British-Swedish firm AstraZeneca has said it can only deliver a fraction of its vaccine doses promised to the EU and Britain because of production problems, but both sides are demanding their pledges are met.
The EU threatened to restrict vaccine exports to Northern Ireland by overriding part of the Brexit deal with Britain that allowed the free flow of goods over the Irish border, but backed down after British Prime Minister Boris Johnson voiced "grave concerns".
The European Commission will "ensure that the Ireland/Northern Ireland Protocol is unaffected", the EU commissioner said in a statement late Friday.
That came after the EU released a redacted version of its contract with AstraZeneca, while announcing a mechanism that could allow it to deny the export of vaccines made on European soil.
The AstraZeneca vaccine on Friday became the third to get EU approval after Pfizer/BioNTech and Moderna, but it came under the shadow of the bitter diplomatic row.
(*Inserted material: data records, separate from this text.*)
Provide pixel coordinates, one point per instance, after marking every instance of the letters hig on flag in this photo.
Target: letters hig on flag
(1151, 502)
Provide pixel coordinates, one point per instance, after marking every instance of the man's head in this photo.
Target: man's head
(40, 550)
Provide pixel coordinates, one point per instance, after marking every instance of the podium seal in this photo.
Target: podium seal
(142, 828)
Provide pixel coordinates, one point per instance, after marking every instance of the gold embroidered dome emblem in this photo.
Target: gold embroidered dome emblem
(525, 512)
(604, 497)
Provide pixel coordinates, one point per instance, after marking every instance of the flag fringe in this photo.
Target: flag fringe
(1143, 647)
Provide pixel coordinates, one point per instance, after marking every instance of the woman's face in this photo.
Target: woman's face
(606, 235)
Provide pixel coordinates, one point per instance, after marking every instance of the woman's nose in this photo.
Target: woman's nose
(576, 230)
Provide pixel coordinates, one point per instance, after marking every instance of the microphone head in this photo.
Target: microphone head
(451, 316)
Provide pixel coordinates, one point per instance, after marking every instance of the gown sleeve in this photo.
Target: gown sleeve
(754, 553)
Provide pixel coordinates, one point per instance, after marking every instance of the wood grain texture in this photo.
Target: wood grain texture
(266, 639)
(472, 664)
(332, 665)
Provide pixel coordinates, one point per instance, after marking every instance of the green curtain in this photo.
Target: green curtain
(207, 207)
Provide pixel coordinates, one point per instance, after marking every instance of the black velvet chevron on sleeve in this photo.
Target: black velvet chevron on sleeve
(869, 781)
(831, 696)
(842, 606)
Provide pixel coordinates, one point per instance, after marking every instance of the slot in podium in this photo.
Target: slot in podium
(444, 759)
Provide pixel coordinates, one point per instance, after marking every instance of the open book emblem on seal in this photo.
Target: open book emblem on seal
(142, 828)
"I expect the company (AstraZeneca) to deliver the 400 million doses as agreed," tweeted European Commission chief Ursula von der Leyen, as she announced the authorisation.
The supply issue is a huge blow to Europe's already stumbling vaccine rollout.
- 'Vaccine nationalism' -
The EU-Britain tussle has highlighted the impact of shortages on ambitious mass vaccination programmes, even on wealthy nations, and fears are growing that the developed world is hogging doses, leaving poorer nations behind.
World Health Organization chief Tedros Adhanom Ghebreyesus warned Friday against "vaccine nationalism", saying there was a "real danger that the very tools that could help to end the pandemic -– vaccines –- may exacerbate" global inequality.
Parts of Africa and Asia have only just started securing and rolling out vaccinations.
The global scramble for shots comes as more troubling data emerges on new variants of the coronavirus, which is known to have infected more than 101 million people worldwide.
Variants first detected in Britain, Brazil and South Africa are believed to be more contagious.
Scientists are concerned that the South African variant may elude some vaccines, a potential stumbling block in the global effort to defeat Covid-19 through mass inoculation.
New data on Thursday and Friday showed average effectiveness of 89 and 66 percent for shots from Novavax and Johnson & Johnson.
But while Novavax's jab was highly effective against the British variant, both were less effective against the South African strain.
Pfizer and Moderna have said their vaccines are effective against the variants.
WHO experts continued their closely watched scientific mission Saturday in Wuhan, China, where the coronavirus first emerged in late 2019, hoping to uncover more clues about the origins of the pandemic.
They visited Jinyintan hospital, which received the first patients officially diagnosed with Covid-19.
- Australian Open boost -
With vaccine rollouts still in their early stages, movement restrictions remain among the few options for governments to try to stop the spread of Covid-19.
Surges have overwhelmed healthcare systems even in rich countries such as Britain and the United States, while Mozambique President Filipe Nyusi warned that hospitals across southern Africa were "rapidly reaching the limit of their capacities".
Citing concerns over the new strains, Germany on Friday said it would ban travel from countries where the variants are prevalent, starting this weekend, while Canada announced hotel quarantine for all new arrivals.
France has announced the closure of its borders to all non-EU travellers except for essential travel.
The pandemic has shredded the international sports calendar, with doubts growing about the already delayed Tokyo Olympics.
But there was good news out of Australia, which has largely kept its outbreak under control with aggressive travel restrictions.
Australian Open organisers said Saturday that between 25,000 and 30,000 tennis fans will be allowed to watch the season's opening Grand Slam.